Wednesday, April 14, 2010

Today -100: April 14, 1910: Of pardons and plots and dirigibles

Tennessee Governor Malcolm Patterson pardoned Col. Duncan Cooper for the murder not a year and a half before of Edward Carmack, former congresscritter (1897-1901), US senator (1901-7) and racist pig (1858-1908). Carmack had run for governor against Patterson in the 1908 Democratic primary, and Cooper was a good friend of the governor, who was a witness for him at the trial. After the primary, Carmack libeled Cooper repeatedly in the Nashville Tennessean, of which he was the editor. Cooper wrote to Carmack, “If my name appears in The Tennessean again, one of us must die.” The next day it did, and one of them did. Cooper’s son, also involved in the shooting, will receive a new trial (and be acquitted).

In his pardon statement, Patterson calls Cooper “D.B. Cooper.” Huh.

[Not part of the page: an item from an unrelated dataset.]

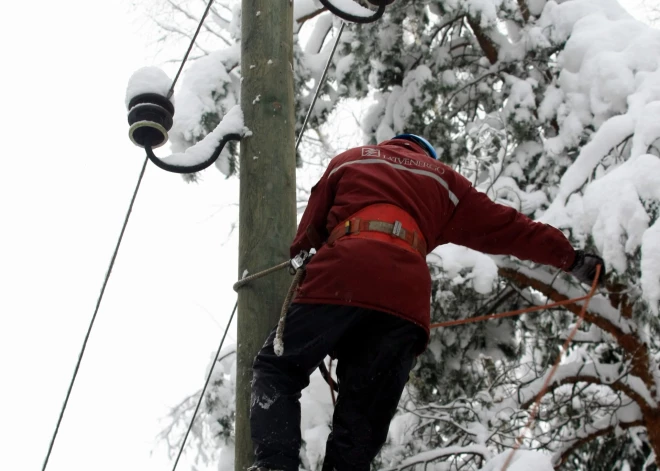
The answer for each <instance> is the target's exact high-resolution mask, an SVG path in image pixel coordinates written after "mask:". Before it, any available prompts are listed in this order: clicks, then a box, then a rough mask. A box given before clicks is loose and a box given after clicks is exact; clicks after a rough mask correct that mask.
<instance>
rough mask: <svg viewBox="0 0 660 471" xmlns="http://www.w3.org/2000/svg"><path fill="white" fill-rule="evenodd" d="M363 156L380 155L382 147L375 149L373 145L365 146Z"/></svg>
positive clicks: (365, 156)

The US ambassador to Mexico, Henry Lane Wilson, claims there is a plot to embarrass him, although he does not see who the plotters might be. They did so by leaking the text of a speech he gave to a newspaper in Spain. He said that Charles V, 16th century king of Spain and Holy Roman Emperor, enslaved the bodies and souls of people in two hemispheres in the name of God, and that the rise and development of Mexican civilization was the result of Aztec and Toltec blood.

The largest dirigible ever built in France, the Clement-Bayard II, has been completed, with a lifting power of 7,700 pounds beyond the car and motors. It is designed to carry 20 passengers and four crew.